[rules-users] Looping through a vector object in a rule

Michael Anstis michael.anstis at gmail.com
Thu May 5 09:47:45 EDT 2011


Hi,

You have to "let go" of the need to explicitly iterate collections within
rules.

You wouldn't normally think about iterating all records yourself in a
database when performing a SQL statement like this:-

select sum(ch.claimAmount) as total from claim c, claimHistory ch where
c.claimId = ch.fk_claimId;

So your rules can work in much the same way:-

global Long total;

when
    $c : Claim()
    $h : ClaimHistory( claimId == $c.claimId )
then
    total = total + $h.getClaimAmount();
end

This rule will activate for every combination of Claim and ClaimHistory
(where claim ID's match) in Working Memory.

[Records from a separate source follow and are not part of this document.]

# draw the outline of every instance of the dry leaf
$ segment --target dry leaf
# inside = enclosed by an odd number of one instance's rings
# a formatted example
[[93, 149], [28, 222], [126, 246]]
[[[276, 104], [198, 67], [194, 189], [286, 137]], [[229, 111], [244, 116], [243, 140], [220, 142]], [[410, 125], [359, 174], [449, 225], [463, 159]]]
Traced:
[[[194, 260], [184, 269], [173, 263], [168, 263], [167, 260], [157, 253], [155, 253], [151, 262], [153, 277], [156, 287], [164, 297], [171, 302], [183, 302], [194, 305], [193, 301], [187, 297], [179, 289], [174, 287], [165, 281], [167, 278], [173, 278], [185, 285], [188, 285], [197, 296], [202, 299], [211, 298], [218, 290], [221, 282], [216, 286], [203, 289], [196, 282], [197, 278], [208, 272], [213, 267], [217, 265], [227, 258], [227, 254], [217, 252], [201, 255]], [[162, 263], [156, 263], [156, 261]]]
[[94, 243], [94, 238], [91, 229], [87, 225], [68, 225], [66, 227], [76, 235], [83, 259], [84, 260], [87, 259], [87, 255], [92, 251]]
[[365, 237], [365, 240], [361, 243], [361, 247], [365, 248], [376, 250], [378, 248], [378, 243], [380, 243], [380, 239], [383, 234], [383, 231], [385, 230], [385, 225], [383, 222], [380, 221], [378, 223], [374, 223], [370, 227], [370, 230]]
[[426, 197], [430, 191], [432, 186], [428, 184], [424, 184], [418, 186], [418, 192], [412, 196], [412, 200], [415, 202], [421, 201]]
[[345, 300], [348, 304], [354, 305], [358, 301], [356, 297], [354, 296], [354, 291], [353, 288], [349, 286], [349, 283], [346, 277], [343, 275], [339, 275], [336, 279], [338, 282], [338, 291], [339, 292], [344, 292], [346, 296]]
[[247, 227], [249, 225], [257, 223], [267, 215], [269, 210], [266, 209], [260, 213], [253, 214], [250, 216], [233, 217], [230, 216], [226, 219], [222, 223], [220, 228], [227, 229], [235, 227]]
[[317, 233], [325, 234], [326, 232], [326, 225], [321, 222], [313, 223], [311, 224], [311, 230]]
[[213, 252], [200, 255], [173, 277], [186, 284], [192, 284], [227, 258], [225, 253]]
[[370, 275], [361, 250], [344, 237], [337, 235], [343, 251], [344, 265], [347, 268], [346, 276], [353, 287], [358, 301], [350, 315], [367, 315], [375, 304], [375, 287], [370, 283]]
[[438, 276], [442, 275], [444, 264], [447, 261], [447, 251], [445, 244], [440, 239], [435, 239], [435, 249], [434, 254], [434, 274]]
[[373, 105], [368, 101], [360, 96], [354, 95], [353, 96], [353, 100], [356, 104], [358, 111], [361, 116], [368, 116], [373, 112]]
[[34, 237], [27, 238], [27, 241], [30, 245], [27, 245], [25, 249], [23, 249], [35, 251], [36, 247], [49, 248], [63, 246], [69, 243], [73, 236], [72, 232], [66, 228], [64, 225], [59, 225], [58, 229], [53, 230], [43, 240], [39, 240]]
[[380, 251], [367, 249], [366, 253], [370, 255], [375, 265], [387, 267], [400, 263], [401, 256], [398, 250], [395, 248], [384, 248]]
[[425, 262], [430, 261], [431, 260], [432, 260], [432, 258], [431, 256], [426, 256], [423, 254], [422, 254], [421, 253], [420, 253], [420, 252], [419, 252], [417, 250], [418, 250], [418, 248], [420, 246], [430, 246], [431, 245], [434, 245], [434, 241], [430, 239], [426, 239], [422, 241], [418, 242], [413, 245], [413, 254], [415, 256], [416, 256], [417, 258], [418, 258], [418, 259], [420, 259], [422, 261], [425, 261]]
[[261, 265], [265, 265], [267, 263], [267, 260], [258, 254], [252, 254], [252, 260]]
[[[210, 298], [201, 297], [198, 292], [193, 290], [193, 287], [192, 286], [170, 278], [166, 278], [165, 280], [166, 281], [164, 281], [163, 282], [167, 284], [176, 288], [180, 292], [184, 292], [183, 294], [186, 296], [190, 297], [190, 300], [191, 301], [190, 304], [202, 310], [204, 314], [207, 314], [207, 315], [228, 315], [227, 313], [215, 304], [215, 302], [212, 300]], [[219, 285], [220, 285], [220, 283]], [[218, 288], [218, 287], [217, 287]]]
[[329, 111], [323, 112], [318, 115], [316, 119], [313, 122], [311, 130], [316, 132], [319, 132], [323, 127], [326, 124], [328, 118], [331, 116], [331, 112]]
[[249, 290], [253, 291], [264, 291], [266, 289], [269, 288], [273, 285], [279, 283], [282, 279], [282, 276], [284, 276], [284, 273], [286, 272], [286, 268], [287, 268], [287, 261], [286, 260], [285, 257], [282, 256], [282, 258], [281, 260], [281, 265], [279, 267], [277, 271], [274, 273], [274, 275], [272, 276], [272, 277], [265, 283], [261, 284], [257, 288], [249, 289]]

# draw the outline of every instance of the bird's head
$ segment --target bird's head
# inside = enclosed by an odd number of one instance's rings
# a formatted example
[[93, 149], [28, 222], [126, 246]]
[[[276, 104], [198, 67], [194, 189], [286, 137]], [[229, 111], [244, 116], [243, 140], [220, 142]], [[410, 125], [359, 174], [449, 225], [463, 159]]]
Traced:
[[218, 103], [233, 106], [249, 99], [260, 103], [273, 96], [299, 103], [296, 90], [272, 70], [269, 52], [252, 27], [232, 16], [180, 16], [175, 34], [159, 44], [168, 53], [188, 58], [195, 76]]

Relating this to your example you should be able to do the following:-

when
    $c : DURClaim()
    $ch : ClaimsHistory()
    $h : DURClaim() from $ch.getHistory()
then
    //Do some computation involving $c and $h
end

This will match on every combination of DURClaim and ClaimsHistory's
DURClaim in Working Memory. AFAIK Drools does not support Java's generics in
pattern matching so I have shown use of "ClaimsHistory" rather than using
"List" to prevent matching on any other List you may have in WM. Obviously
you'd need to insert "claims" into WM not "historyClaims".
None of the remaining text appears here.